Analysis of immune system characteristics

We used the CIBERSORT and ESTIMATE algorithms, respectively, to further evaluate the association between the screened diagnostic markers and the tumor microenvironment. The documents required for CIBERSORT analysis were prepared in advance, including the official LM22, gene expression matrix and CIBERSORT code (Newman et al., 2015). The results of CIBERSORT were analyzed by Pearson correlation analysis together with the LUAD markers. The gene expression matrix of LUAD was converted into a GCT format file and read into ESTIMATE (Yoshihara et al., 2013). The immune, stromal and ESTIMATE scores of the sample were calculated by the estimateScore() function. Pearson correlation analysis was also performed to calculate the correlation coefficient between each score and each diagnostic marker screened.

Extraction of radiomics feature

Three regions of interest (ROIs) of gross tumor volume from TCGA-LUAD were manually segmented using ITK-SNAP (version 3.8.0) by a radiologist with more than 5 years of experience.
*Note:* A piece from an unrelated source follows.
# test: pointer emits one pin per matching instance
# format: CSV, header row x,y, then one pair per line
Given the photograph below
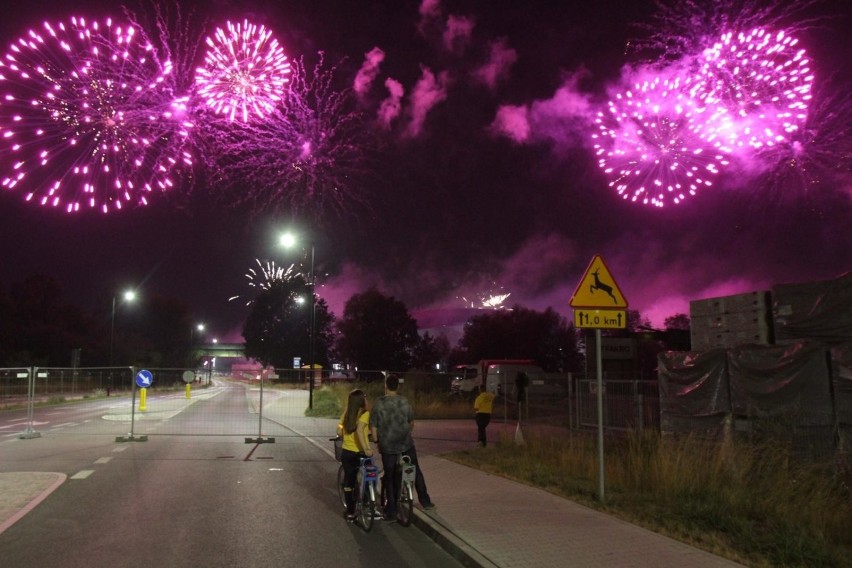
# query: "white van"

A total of 107 radiomic features: including 14 shape features, 18 firstorder statistical features, and 75 texture features (including 16 Gray level size zone matrix features, 14 Gray level dependence matrix features, 24 Gray level cooccurrence matrix features, 16 Gray level run length matrix features, and five neighbouring gray tone difference matrix features), were collected from the ROIs based on CT images applying PyRadiomics (version 3.0) (van Griethuysen et al., 2017). It should be noted that the SD of original shape Flatness and original shape Least Axis Length was 0 and were not considered in the subsequent analysis. The Z-score algorithm was used to normalize the radiomic features for further analysis.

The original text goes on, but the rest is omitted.